**Linear Algebra**

“This is really useful. You might get a call one day from Downtown, asking you how to take the inverse of a two-by-two matrix.”

**Text: **Linear Algebra and its Applications by David C. Lay (optional)

**Prof:** Dr Richard Anstee

Professor Anstee looks kinda like a classic Prof. Fuzzy white hair, check. Kindly yet contemplative expression, check. He is also a natural teacher, having a cavalier attitude yet still able to get the material across. He says the most whimsical things in the middle of lecture, making his classes really entertaining. He spent the first week teaching many of the major concepts intuitively for two-by-two matrices. The following weeks till the second midterm were both applying and more rigorously fleshing out the ideas discussed in the first week, so don’t get psyched by the first week if the material is really new for you. Anstee tends to switch perspectives a lot during lectures, without explicitly informing you. I have a feeling he does this on purpose, to keep us on our toes, because viewing things from multiple perspectives is a core feature of Linear Algebra. He is also a really kind Prof, holding many-many office hours and always willing to chat to his students. He also brought home-made cookies on the last class :D.

Some quips:

“You never know who you will meet on the bus!”

**Difficulty**

Since I had learnt this material before, I am not a fair judge. However, for people who have either never taken an honours math class or have no familiarity with matrices this course is probably both challenging and do-able.
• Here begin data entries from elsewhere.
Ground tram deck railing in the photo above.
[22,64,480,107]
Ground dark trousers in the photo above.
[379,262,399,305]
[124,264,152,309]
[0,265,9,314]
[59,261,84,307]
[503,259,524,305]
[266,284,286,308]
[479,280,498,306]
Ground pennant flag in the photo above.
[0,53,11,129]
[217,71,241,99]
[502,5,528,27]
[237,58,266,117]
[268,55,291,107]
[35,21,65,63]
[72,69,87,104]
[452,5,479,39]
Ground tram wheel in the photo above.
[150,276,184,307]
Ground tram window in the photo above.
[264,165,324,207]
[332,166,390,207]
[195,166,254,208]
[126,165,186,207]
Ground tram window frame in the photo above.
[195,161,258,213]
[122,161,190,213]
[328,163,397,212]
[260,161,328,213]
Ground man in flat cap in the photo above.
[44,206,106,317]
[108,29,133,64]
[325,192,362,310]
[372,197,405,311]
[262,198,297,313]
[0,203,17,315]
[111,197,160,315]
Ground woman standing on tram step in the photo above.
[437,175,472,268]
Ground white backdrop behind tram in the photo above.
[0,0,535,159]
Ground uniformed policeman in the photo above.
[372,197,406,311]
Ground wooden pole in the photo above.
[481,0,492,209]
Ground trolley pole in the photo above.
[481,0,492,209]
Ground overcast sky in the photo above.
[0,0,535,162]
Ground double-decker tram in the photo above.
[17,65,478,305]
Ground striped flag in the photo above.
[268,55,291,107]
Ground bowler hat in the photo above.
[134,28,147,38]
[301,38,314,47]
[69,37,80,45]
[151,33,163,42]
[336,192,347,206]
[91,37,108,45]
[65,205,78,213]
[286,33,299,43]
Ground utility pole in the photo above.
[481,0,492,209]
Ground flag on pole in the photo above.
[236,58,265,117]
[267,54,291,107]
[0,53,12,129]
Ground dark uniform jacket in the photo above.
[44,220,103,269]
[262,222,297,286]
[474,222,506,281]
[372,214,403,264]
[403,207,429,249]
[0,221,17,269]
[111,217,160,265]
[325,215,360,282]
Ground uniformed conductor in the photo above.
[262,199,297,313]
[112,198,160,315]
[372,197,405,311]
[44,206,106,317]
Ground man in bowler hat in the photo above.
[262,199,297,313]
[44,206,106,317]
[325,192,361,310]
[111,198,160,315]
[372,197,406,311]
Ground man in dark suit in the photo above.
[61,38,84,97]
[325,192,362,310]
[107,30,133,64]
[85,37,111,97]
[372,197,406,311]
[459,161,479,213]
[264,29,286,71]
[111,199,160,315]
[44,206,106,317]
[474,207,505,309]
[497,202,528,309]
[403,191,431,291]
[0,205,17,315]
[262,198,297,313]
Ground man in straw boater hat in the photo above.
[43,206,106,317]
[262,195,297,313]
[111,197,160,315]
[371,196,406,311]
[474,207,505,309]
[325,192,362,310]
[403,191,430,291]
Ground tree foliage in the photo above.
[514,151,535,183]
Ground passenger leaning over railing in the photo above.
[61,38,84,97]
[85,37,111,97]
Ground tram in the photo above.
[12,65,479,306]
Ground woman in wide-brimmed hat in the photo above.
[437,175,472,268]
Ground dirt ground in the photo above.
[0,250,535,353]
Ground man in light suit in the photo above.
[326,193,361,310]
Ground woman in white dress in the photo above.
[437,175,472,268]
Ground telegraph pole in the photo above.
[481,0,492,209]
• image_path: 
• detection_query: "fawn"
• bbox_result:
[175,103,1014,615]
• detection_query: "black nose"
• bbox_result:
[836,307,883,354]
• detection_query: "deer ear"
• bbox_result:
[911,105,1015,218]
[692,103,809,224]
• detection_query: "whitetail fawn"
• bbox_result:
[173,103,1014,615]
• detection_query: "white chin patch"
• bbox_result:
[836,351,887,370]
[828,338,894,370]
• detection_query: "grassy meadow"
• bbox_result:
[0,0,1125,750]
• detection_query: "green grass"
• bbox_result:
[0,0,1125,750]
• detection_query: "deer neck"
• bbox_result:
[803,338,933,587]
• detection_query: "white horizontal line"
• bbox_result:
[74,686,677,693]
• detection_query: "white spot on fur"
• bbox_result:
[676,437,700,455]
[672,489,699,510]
More then any other course I have taken so far, conceptual understanding is key. In calculus you can memorize a ton of algorithms and you can go pretty far. In linear, the questions are deceptively simple if you can make the connection to theory. On exams, some ten mark questions were literally two or so lines. He also gives you practice exams where the first few questions (these are often the ones that test computation) are exactly the same as the one on the real exam, except with different numbers, so there is really no excuse for losing many marks on the first 40%. Some of the homework questions are significantly more challenging then exam questions, but they are do-able, and he gives you lots of help if you ask him. Conceptually, since linear algebra is about multiple perspectives, to do very well in this course, I would suggest consulting a variety of sources. In terms of marks, after generous scaling, I think that one can get a decent grade in this course, though those who are new to honours math might have to work extra hard.

**Key Concepts**

Representing linear transformations as matrices

N-dimensional Vector Spaces (generalization of R^n)

Properties of matrices/transformations (characteristic, determinant, trace, rank, eigenvalues)

Types of matrices/transformations (diagonal, diagonalizable, invertible, orthogonal, hermitian)

** Hard Concepts**

Change of basis: Got really confused by this. What I realized was, depending on the context, one can interpret a matrix as a change-of-basis, or as a linear transformation on a given basis. Another thing to keep in mind is that a change-of-basis matrix has column vectors that form a basis of the domain in the co-ordinates of the image.

Complex conjugate: Didn’t go to deep into complex numbers, but got confused about which theorems apply in the complex/real case respectively.

Entry-wise manipulation of arbitrary matrices: Had difficulty visualizing the a_ij element in a matrix.

**Conclusion**

Fun, intelligent class. Favourite class this term.